Query Optimization 101¶
This article covers some essential principles for optimizing queries in CrateDB while avoiding the most common pitfalls. The patterns are relevant to both the troubleshooting of slow queries and the proactive tuning of CrateDB deployments, and they show how small adjustments to filters, data transformations, and schemas can yield dramatic improvements in execution speed and resource utilization.
Early Filtering and Data Reduction¶
This section focuses on minimizing data processed early in queries to reduce overhead.
Do all filtering as soon as possible¶
Sometimes it may be tempting to define some VIEWs, some CTEs, do some JOINs, and only filter results at the end, but in this context the optimizer may lose track of how the fields we are filtering on relate to the indexes on the actual tables.
Whenever there is an opportunity to filter data immediately next to the FROM
clause, try to narrow down results as early as possible.
See using common table expressions to speed up queries for an example.
Avoid SELECT *
¶
CrateDB is a columnar database. The fewer columns you specify in a SELECT
clause, the less data CrateDB needs to read from disk.
-- Avoid selecting all columns
SELECT *
FROM customers;
-- Instead, select explicitly the subset of columns you need
SELECT customerid, country
FROM customers;
Avoid large result sets¶
Be aware of the number of rows you are returning in a SELECT
query.
Analytical databases, such as CrateDB, excel at processing large data sets and
returning small to medium-sized result sets. Serializing, transporting them over
the network, and deserializing large result sets is expensive.

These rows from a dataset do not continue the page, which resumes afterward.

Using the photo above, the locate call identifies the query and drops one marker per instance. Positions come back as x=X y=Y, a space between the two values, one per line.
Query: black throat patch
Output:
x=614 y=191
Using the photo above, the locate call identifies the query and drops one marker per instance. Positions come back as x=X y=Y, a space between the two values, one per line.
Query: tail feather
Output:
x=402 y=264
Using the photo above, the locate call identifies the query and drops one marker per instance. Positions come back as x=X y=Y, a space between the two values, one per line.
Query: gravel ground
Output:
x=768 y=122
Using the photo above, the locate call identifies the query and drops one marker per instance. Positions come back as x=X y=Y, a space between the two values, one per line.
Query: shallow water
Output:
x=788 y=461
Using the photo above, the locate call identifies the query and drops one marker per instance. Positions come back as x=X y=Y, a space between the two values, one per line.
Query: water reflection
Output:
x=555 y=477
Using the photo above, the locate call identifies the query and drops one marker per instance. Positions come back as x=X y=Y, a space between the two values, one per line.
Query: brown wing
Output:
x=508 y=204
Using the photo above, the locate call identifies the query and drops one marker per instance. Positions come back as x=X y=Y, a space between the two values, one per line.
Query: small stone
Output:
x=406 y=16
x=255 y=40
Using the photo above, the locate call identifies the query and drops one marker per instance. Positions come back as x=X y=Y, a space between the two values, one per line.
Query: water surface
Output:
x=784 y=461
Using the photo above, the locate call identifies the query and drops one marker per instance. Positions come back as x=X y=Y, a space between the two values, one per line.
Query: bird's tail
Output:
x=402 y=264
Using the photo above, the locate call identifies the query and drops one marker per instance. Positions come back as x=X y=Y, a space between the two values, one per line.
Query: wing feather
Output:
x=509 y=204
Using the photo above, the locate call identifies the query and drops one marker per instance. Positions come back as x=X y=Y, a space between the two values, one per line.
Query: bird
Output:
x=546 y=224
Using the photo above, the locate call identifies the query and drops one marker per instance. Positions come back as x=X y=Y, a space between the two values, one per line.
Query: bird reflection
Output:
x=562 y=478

When dealing with
large result sets in the range of several hundred thousand records, consider
whether your application needs the whole result set at once. Use cursors
or LIMIT
/OFFSET
to fetch data in batches.
See also Fetching large result sets from CrateDB for examples.
Propagate LIMIT clauses when applicable¶
Similarly to the above, we may have for instance a LIMIT 10
at the end of
the query and to get there it may have been sufficient to only pull 10 records
(or some other number of records) at an earlier stage from some given table. If
that is the case duplicate or move (depending on the specific query) the
LIMIT
clause to the relevant place.
In some cases, we may not know how many rows we need in the intermediate working sets but we know that there will be 10 records on the last day. Doing filtering early will help the optimizer and can protect the database from accidentally processing years of data. By not filtering early, the load on your cluster will increase tremendously.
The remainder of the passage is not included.